Division of Management Consulting, Department of Anesthesia, University of Iowa, Iowa City, Iowa, United States of America.
Department of Anesthesiology, Perioperative Medicine & Pain Management, Miller School of Medicine, University of Miami, Miami, Florida.
PLoS One. 2023 Mar 15;18(3):e0283033. doi: 10.1371/journal.pone.0283033. eCollection 2023.
A recent publication reported that at three hospitals within one academic health system, female surgeons received less surgical block time than male surgeons, suggesting potential gender-based bias in operating room scheduling. We examined this observation's generalizability.
Our cross-sectional retrospective cohort study of State of Florida administrative data included all 4,176,551 ambulatory procedural encounters and inpatient elective surgical cases performed January 2017 through December 2019 by 8875 surgeons (1830 female) at all 609 non-federal hospitals and ambulatory surgery centers. There were 1,509,190 lists of cases (i.e., combinations of the same surgeon, facility, and date). Logistic regression adjusted for covariables of decile of surgeon's quarterly cases, surgeon's specialty, quarter, and facility.
Selecting randomly a male and a female surgeons' quarter, for 66% of selections, the male surgeon performed more cases (P < .0001). Without adjustment for quarterly caseloads, lists comprised one case for 44.2% of male and 54.6% of female surgeons (difference 10.4%, P < .0001). A similar result held for lists with one or two cases (difference 9.1%, P < .0001). However, incorporating quarterly operative caseloads, the direction of the observed difference between male and female surgeons was reversed both for case lists with one (-2.1%, P = .03) or one or two cases (-1.8%, P = .05).

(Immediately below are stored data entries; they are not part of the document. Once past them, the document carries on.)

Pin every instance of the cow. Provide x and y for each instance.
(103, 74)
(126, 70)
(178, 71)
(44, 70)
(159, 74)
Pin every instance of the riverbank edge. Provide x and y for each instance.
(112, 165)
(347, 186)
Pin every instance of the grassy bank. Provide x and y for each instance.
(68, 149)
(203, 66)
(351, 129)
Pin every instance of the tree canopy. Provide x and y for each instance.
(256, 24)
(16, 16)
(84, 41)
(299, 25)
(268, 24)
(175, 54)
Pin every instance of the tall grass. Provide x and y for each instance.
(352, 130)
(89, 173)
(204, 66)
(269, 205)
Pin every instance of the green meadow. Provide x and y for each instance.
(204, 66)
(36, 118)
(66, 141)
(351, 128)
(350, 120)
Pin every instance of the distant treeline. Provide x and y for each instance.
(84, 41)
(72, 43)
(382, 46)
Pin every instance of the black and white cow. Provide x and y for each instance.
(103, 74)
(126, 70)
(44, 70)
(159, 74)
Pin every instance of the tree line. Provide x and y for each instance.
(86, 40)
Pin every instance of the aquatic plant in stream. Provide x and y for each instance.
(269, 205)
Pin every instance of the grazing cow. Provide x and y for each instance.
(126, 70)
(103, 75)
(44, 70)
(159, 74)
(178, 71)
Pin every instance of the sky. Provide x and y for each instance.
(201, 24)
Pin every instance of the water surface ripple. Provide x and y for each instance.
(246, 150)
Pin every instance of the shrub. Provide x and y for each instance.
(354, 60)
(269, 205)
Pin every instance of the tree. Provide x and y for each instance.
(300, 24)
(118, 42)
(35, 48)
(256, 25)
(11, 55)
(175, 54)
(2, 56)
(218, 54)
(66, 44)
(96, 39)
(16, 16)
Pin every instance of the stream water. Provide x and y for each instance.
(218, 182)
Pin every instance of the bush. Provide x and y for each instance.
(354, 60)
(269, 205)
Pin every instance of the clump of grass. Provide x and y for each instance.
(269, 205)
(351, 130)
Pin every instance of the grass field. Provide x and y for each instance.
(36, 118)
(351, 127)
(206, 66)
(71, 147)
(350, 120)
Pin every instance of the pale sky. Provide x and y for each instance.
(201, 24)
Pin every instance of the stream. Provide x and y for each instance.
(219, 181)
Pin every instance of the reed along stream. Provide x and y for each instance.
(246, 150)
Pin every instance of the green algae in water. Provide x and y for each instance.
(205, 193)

Our results confirm the aforementioned single university health system results but show that the differences between male and female surgeons in their lists were not due to systematic bias in operating room scheduling (e.g., completing three brief elective cases in a week on three different workdays) but in their total case numbers. The finding that surgeons performing lists comprising a single case were more often female than male provides a previously unrecognized reason why operating room managers should help facilitate the workload of surgeons performing only one case on operative (anesthesia) workdays.
最近的一篇出版物报道称,在一个学术医疗系统内的三家医院中,女性外科医生接受的手术块时间少于男性外科医生,这表明手术室排班中存在潜在的性别偏见。我们检查了这一观察结果的普遍性。
我们对佛罗里达州行政数据进行了横断面回顾性队列研究,包括 2017 年 1 月至 2019 年 12 月期间由 8875 名外科医生(1830 名女性)在所有 609 家非联邦医院和门诊手术中心进行的 4176551 例门诊程序和住院择期手术病例。共有 1509190 个病例清单(即相同外科医生、设施和日期的组合)。逻辑回归调整了外科医生季度病例的十分位数、外科医生的专业、季度和设施的协变量。
随机选择一位男性和一位女性外科医生的季度,在 66%的选择中,男性外科医生进行了更多的手术(P<0.0001)。如果不调整季度工作量,男性外科医生的病例清单中有一个病例的比例为 44.2%,女性外科医生的比例为 54.6%(差异 10.4%,P<0.0001)。对于有一个或两个病例的清单,结果类似(差异 9.1%,P<0.0001)。然而,在纳入季度手术工作量后,男性和女性外科医生的观察到的差异方向发生了逆转,对于有一个病例的病例清单(-2.1%,P=0.03)或有一个或两个病例的清单(-1.8%,P=0.05)。
我们的结果证实了上述单一大学健康系统的结果,但表明男性和女性外科医生在其病例清单中的差异不是由于手术室排班中的系统偏见(例如,在三个不同的工作日完成三个简短的择期手术),而是由于他们的总病例数量。在仅进行一个病例的手术(麻醉)工作日上,执行仅包含一个病例的清单的外科医生的女性比例通常高于男性,这一发现提供了一个以前未被认识到的原因,为什么手术室经理应该帮助促进仅执行一个病例的外科医生的工作量。